Abusivismo edilizio su una spiaggia fra Tusa e Finale di Pollina. Foto Ernesto Oliva-ReportageSicilia |
In sosta su una piazzola di servizio della strada statale 113, fra Palermo e Messina, a ridosso della deserta costa sassosa fra Tusa e Finale di Pollina. C'è un magnifico silenzio, il mare di novembre - blu scuro, appena increspato dal vento - quando lo sguardo scopre proprio a ridosso della battigia un gruppo di casette a schiera: una sfrontata lottizzazione abusiva, visibile a chiunque si sia mai affacciato da questo luogo per godere di un paesaggio sfregiato da chissà quanti anni.
Di posti così in Sicilia se ne contano tanti, e in un periodo in cui nell'Isola si prospettano nuove sanatorie, ennesimi condoni edilizi. Il primo disegno di legge presentato per questa materia all'assemblea regionale siciliana - in nome del diritto di costruire ovunque, magari con la giustificazione dello "stato di necessità" - risale all'ottobre del 1976.
Il provvedimento ebbe il via libera il 30 settembre del 1978, legittimando nell'Isola l'idea stessa che costruire edifici come quelli visibili fra Tusa e Finale di Pollina, con la complicità delle leggi, fosse cosa del tutto lecita.
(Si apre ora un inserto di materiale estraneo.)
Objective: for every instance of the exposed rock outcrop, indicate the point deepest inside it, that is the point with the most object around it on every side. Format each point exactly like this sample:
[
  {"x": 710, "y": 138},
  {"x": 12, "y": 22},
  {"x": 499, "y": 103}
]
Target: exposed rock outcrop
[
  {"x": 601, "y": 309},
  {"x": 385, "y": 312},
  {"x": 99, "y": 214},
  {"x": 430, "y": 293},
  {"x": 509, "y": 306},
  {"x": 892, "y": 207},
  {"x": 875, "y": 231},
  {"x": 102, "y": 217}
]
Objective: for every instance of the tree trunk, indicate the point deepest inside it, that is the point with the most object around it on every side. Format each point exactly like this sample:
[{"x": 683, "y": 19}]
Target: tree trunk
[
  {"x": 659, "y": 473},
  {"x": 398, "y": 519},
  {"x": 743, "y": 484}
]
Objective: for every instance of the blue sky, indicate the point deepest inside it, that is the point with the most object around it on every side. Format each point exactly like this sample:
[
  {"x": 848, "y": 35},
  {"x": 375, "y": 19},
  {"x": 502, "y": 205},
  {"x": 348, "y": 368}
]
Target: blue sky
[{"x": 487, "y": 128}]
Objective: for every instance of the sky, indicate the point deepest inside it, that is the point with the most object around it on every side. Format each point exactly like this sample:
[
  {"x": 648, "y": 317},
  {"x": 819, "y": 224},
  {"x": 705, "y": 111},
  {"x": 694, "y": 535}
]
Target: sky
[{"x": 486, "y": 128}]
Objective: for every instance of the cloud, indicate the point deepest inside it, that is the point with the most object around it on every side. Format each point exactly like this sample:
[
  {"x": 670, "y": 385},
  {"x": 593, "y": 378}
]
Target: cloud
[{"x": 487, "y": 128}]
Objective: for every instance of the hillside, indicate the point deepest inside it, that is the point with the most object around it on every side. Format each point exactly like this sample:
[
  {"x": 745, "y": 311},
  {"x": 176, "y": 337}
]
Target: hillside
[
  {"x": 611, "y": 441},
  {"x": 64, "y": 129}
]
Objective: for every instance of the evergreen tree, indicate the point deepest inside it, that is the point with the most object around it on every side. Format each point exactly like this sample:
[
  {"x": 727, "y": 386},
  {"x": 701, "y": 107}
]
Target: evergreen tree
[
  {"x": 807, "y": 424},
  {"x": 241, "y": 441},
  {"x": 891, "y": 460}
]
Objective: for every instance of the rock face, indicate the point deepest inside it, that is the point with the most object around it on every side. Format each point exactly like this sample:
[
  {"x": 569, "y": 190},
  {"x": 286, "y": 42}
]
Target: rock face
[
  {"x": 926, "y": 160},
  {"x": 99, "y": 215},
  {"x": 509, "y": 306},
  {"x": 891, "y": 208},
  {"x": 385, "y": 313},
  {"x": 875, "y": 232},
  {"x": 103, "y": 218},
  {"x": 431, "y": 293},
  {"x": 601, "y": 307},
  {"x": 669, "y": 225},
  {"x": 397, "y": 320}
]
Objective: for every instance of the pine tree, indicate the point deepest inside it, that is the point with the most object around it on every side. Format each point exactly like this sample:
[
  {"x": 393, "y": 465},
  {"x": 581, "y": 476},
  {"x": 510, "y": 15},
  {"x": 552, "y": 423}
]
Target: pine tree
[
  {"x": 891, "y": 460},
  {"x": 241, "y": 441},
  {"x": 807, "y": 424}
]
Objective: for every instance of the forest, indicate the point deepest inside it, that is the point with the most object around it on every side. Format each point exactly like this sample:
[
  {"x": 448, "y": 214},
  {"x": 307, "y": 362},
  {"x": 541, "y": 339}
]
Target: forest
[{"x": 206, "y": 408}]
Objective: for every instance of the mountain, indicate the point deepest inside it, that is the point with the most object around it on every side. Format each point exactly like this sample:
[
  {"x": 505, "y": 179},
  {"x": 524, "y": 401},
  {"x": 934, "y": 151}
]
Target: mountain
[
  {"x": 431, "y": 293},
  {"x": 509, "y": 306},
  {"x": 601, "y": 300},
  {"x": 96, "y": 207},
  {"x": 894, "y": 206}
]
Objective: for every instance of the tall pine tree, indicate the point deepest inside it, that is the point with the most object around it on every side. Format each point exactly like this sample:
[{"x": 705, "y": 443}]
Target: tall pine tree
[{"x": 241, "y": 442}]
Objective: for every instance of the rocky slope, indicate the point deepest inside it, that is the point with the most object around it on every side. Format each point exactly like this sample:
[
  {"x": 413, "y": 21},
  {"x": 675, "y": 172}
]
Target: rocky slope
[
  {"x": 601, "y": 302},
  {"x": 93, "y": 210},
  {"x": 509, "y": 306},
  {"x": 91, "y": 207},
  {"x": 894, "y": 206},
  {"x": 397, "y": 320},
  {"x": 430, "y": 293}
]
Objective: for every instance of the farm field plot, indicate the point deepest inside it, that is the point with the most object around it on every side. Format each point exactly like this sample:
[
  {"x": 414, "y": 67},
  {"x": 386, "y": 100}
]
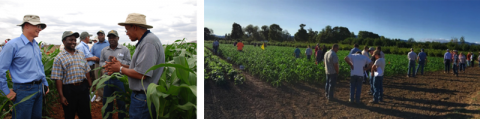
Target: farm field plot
[{"x": 433, "y": 95}]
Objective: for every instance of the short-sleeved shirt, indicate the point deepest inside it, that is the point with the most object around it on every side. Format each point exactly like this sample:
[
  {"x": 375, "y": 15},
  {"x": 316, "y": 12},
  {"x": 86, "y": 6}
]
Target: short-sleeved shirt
[
  {"x": 149, "y": 52},
  {"x": 70, "y": 68},
  {"x": 380, "y": 63},
  {"x": 412, "y": 55},
  {"x": 85, "y": 49},
  {"x": 354, "y": 50},
  {"x": 297, "y": 53},
  {"x": 98, "y": 47},
  {"x": 422, "y": 56},
  {"x": 359, "y": 61},
  {"x": 330, "y": 59},
  {"x": 122, "y": 54}
]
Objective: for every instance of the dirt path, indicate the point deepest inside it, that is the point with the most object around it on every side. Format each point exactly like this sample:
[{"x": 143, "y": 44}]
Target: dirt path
[{"x": 434, "y": 95}]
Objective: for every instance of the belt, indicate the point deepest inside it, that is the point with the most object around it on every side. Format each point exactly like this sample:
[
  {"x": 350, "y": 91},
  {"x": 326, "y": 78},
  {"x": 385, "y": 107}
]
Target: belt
[{"x": 139, "y": 92}]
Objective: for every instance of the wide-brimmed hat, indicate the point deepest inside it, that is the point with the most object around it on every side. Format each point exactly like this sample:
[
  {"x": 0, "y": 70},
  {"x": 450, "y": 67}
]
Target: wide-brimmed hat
[
  {"x": 136, "y": 19},
  {"x": 34, "y": 20},
  {"x": 69, "y": 33}
]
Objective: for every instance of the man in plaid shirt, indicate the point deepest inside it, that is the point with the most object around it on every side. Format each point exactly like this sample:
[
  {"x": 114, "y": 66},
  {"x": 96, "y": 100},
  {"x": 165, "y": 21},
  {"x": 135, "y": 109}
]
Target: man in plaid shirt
[{"x": 71, "y": 72}]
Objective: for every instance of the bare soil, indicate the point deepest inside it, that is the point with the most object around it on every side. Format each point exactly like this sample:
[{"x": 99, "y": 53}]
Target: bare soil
[{"x": 433, "y": 95}]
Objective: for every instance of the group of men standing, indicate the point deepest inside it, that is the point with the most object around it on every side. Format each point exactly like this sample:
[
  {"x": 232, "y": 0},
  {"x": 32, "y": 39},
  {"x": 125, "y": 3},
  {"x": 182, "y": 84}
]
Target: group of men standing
[{"x": 72, "y": 69}]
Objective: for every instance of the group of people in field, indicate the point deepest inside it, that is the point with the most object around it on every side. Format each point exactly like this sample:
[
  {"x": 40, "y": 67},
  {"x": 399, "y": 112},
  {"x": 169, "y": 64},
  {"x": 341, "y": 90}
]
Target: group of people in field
[
  {"x": 72, "y": 69},
  {"x": 459, "y": 61}
]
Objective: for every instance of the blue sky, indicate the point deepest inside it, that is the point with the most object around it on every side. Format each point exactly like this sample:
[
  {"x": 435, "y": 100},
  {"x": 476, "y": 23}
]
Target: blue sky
[{"x": 418, "y": 19}]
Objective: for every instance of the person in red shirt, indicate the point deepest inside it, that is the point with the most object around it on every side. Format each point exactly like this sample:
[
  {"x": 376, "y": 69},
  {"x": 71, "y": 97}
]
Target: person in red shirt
[{"x": 239, "y": 46}]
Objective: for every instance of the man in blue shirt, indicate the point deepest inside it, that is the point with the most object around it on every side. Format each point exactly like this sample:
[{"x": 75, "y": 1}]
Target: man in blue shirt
[
  {"x": 297, "y": 52},
  {"x": 422, "y": 60},
  {"x": 97, "y": 51},
  {"x": 354, "y": 50},
  {"x": 447, "y": 60},
  {"x": 23, "y": 58}
]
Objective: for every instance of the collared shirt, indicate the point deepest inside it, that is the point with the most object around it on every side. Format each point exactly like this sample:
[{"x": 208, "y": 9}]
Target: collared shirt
[
  {"x": 412, "y": 55},
  {"x": 24, "y": 60},
  {"x": 70, "y": 68},
  {"x": 149, "y": 52},
  {"x": 86, "y": 51},
  {"x": 330, "y": 58},
  {"x": 354, "y": 50},
  {"x": 122, "y": 54},
  {"x": 447, "y": 56},
  {"x": 422, "y": 56},
  {"x": 98, "y": 47}
]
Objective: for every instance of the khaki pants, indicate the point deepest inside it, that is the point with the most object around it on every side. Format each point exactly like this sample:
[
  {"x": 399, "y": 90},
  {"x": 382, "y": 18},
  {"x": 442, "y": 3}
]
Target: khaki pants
[{"x": 95, "y": 76}]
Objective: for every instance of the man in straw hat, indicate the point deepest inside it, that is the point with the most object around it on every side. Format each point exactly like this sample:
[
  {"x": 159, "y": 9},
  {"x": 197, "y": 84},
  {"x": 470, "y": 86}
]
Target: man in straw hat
[
  {"x": 149, "y": 52},
  {"x": 23, "y": 58},
  {"x": 71, "y": 72}
]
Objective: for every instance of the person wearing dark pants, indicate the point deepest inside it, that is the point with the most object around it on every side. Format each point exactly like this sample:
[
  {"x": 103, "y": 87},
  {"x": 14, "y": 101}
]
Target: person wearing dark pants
[
  {"x": 411, "y": 61},
  {"x": 331, "y": 69},
  {"x": 447, "y": 58},
  {"x": 149, "y": 52},
  {"x": 421, "y": 59},
  {"x": 357, "y": 61},
  {"x": 122, "y": 54},
  {"x": 71, "y": 72}
]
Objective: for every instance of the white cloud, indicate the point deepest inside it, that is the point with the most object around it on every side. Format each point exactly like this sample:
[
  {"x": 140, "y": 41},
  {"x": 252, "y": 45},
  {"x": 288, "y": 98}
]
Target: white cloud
[{"x": 171, "y": 20}]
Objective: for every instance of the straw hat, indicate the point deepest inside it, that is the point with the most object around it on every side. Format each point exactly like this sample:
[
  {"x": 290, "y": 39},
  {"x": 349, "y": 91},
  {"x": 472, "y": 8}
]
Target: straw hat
[
  {"x": 34, "y": 20},
  {"x": 136, "y": 19}
]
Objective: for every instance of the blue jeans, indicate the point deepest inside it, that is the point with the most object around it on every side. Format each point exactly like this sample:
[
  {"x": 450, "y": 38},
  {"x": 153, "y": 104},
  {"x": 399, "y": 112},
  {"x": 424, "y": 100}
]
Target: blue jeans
[
  {"x": 447, "y": 65},
  {"x": 330, "y": 85},
  {"x": 108, "y": 92},
  {"x": 139, "y": 108},
  {"x": 378, "y": 87},
  {"x": 422, "y": 65},
  {"x": 411, "y": 68},
  {"x": 32, "y": 108},
  {"x": 355, "y": 88}
]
Secondo uno studio della facoltà di Ingegneria di Palermo, nel solo decennio 1971-1981 sono sorti in Sicilia almeno 345.000 alloggi abusivi.
Da allora, il cancro cementizio che non ha mai smesso di crescere, deturpando il paesaggio, favorendo la politica clientelare, l'economia illegale e la piaga della burocrazia: sino al 2016, le pratiche di sanatoria edilizia giacenti negli uffici comunali dell'Isola erano oltre 360.000, inequivocabile certificazione del disinteresse dei siciliani nei confronti della bellezza della propria terra.